El acusado de secuestrar a una cocainómana en Sevilla advierte de la "paranoia del bazuco" que ella sufre

Actualizado 22/01/2008 18:18:47 CET

SEVILLA, 22 Ene. (EUROPA PRESS) -

El individuo de origen árabe, M.W., acusado de golpear, robar y secuestrar a una mujer adicta a la cocaína, en la capital hispalense, advirtió hoy de la "paranoia del bazuco" que sufre la denunciante, en alusión a la mezcla de sustancias estupefacientes que fumaba la supuesta víctima, y aseguró que "nunca jamás" ha toca a una mujer "contra su voluntad".

En la vista oral celebrada en la Sección Cuarta de la Audiencia Provincial de Sevilla, el inculpado dijo que conoció a dicha mujer cuando ésta "estaba llorando porque la Policía había detenido a su novio" y la invitó a su casa para que pudiera ducharse, donde, según añadió, estuvieron "fumando droga". "Fumar droga es estar en otro mundo porque te puedes pegar dos o tres días con los ojos abiertos", apostilló.

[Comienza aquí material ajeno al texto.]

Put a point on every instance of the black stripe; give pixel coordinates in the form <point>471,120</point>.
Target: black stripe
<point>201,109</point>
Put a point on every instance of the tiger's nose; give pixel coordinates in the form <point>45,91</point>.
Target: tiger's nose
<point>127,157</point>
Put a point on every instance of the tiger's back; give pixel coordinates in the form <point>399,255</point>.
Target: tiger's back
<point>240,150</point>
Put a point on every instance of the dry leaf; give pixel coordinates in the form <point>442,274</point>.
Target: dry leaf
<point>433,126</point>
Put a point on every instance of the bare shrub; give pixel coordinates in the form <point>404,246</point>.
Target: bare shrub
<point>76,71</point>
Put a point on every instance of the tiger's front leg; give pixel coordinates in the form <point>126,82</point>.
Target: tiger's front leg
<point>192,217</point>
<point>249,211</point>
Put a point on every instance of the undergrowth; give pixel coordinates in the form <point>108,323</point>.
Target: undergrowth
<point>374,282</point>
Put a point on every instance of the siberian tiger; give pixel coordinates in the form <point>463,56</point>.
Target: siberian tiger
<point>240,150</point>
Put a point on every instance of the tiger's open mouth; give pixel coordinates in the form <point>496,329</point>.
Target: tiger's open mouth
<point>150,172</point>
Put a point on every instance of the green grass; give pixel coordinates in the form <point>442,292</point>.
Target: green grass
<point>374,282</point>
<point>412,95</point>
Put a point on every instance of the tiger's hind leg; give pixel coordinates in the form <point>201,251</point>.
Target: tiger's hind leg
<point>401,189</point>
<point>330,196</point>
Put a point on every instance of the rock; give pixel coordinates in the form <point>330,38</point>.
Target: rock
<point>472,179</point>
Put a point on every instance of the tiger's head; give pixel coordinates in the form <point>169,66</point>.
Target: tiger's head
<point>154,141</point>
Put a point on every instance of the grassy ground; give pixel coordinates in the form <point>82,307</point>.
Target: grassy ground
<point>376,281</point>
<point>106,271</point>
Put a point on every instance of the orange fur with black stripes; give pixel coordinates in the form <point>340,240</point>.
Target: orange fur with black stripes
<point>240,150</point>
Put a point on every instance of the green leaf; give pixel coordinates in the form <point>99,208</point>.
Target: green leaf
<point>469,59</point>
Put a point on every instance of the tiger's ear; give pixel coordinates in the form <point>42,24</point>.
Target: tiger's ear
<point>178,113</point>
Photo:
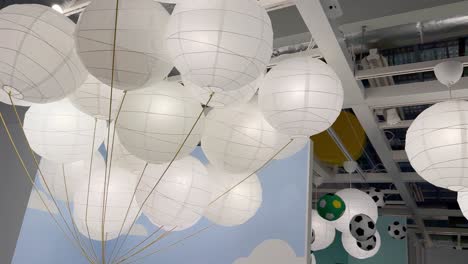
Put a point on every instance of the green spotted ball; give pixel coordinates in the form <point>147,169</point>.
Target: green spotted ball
<point>330,207</point>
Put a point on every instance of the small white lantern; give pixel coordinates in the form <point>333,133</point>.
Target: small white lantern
<point>141,52</point>
<point>357,202</point>
<point>238,205</point>
<point>436,145</point>
<point>220,45</point>
<point>155,121</point>
<point>225,98</point>
<point>180,198</point>
<point>238,138</point>
<point>93,98</point>
<point>324,232</point>
<point>39,60</point>
<point>87,211</point>
<point>301,97</point>
<point>59,132</point>
<point>350,245</point>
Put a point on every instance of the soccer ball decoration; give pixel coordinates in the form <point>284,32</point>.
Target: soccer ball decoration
<point>362,227</point>
<point>377,195</point>
<point>368,244</point>
<point>331,207</point>
<point>397,230</point>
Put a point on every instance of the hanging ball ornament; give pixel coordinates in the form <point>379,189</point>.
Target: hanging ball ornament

"No le quité nada. Ella siempre estuvo libre y fumando conmigo", aseveró M.W., quien reconoció que la denunciante lo invitó a consumir sustancias estupefacientes, si bien negó que le robara "ningún dinero".

Por su parte, la supuesta víctima, que dijo que estuvo "varios días retenida en la habitación de una casa con un mono de caballo", indicó que "el árabe me quitó un millón y medio de pesetas que yo le tenía guardado a un amigo".

"Me pusieron una pistola en la cabeza, me robaron y me encerraron en un cuchitril sin darme de comer ni de fumar, hasta que en un momento de despiste pude escapar", concluyó.

Fuentes judiciales indicaron a Europa Press que el juicio quedó visto para sentencia una vez que el fiscal, que solicitó nueve años y siete meses de cárcel para el inculpado, y la letrada del imputado, que reclamó la libre absolución de su cliente, elevaron a definitivas sus conclusiones.

LOS HECHOS.

El Ministerio Público estima que sobre las 12.30 horas del 13 de marzo de 2001 la víctima se personó en una vivienda del Polígono Sur con la supuesta intención de adquirir varios paquetillos de cocaína "por su condición de adicta a las mismas".

Durante su estancia en dicho inmueble conoció al presunto agresor, quien supuestamente le ofreció su domicilio para que durmiera allí, ya que la víctima no tenía sitio donde hospedarse. El fiscal añade que el inculpado, de camino a su casa, golpeó a la mujer, le robó 520 euros y las llaves de un vehículo.

Posteriormente encerró en una habitación a la denunciante atrancando la puerta con una barra de hierro y supuestamente la sometía a golpes y vejaciones.

Dos días después, la víctima, M.C.H., aprovechando un descuido del procesado logró escapar y llegar al Parque de Bomberos de Su Eminencia, donde fue auxiliada por una dotación policial, cuyos agentes detuvieron a M.W. en una calle cercana.